TRIZ: A Creative Problem-Solving System – Data, DataViz, and Stats with the Stars

Agenda!

Orange? What is this Orange stuff, anyhow?
Throwing it All Away with Brad Pitt: Data Summaries
Counting Letters with Sherlock Holmes: Bar Charts
Nursery Rhymes with Ben Affleck: Line Charts
Being a Mermaid with Katie Ledecky: Box Plots
Jack and Rose lived happily ever after: Mosaic Plots
The Art of Surprise with Gabbar Singh: Permutation Tests

Orange? What is this Orange stuff, anyhow?

Orange is a visual drag-and-drop tool for

Data visualization
Statistical Tests
Machine Learning
Data mining

and much more. You can download and install Orange from here:

https://orangedatamining.com/download/

Basic Usage of Orange

Widgets and Channels

The Orange Visual Interface

Let us create some simple visualizations using Orange.

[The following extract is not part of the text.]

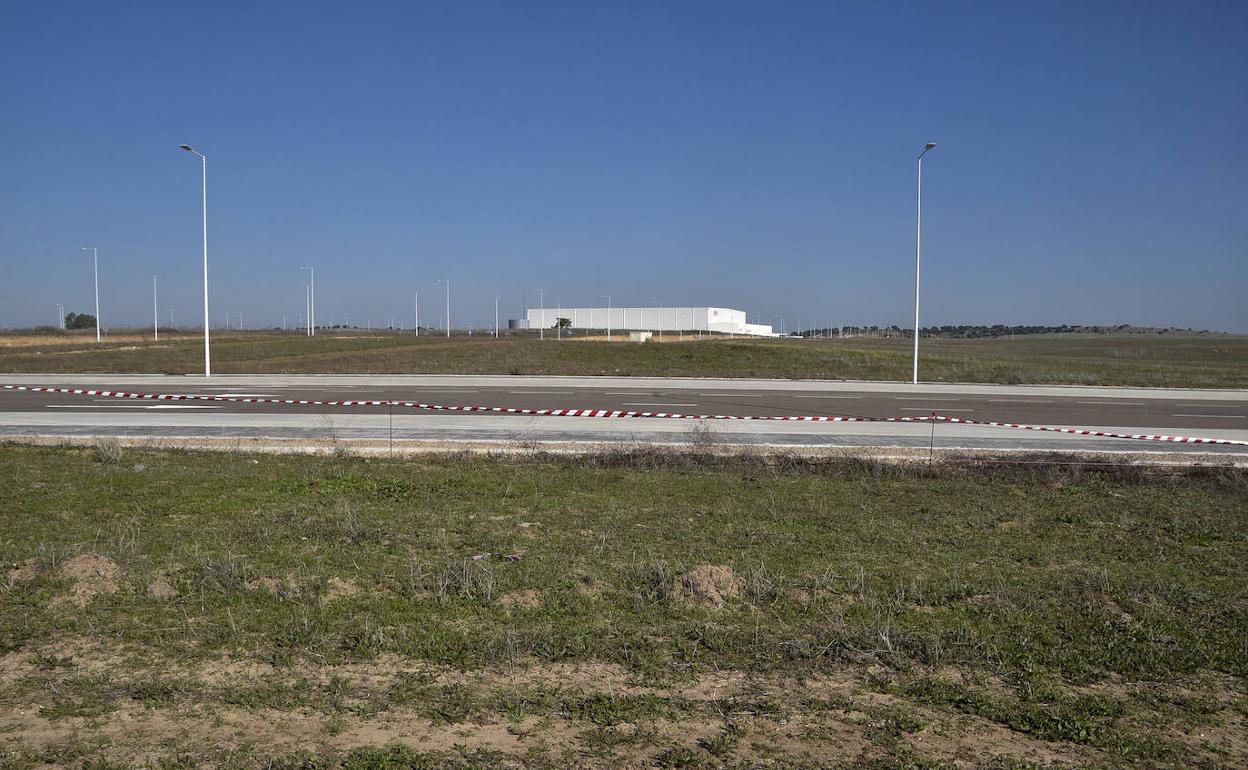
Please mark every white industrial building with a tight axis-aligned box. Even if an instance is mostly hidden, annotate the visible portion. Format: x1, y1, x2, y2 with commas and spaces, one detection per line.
509, 307, 774, 337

Use the File Widget to import the iris dataset into your session
Use the Data Table Widget to look at the data, and note its variable names
Use the Visualization Widgets ( Scatter Plot, Bar Plot, and Distributions) to look at the properties of the variables, and examine relationships between them.

What does Data Look like?

Orange Practice Session#1

Let’s use the Datasets widget
Click on it to select one of the built-in CSV files : Auto MPG
Let’s look at the Data using the Data Table widget
And create a Scatter Plot with the Scatter Plot widget (Horsepower vs Displacement)
Try the menu options on the left side to see how they alter the plot

Brad Pitt: Throwing it All Away

A Pillar of Statistical Wisdom

Steven Stigler (2016) in “The Seven Pillars of Statistical Wisdom”:

One of the Big Ideas in Statistics is: Aggregation
How is it revolutionary?
By stipulating that, given a number of observations, you can actually gain information by throwing information away
In taking a simple arithmetic mean, we discard the individuality of the measures, subsuming them to one summary.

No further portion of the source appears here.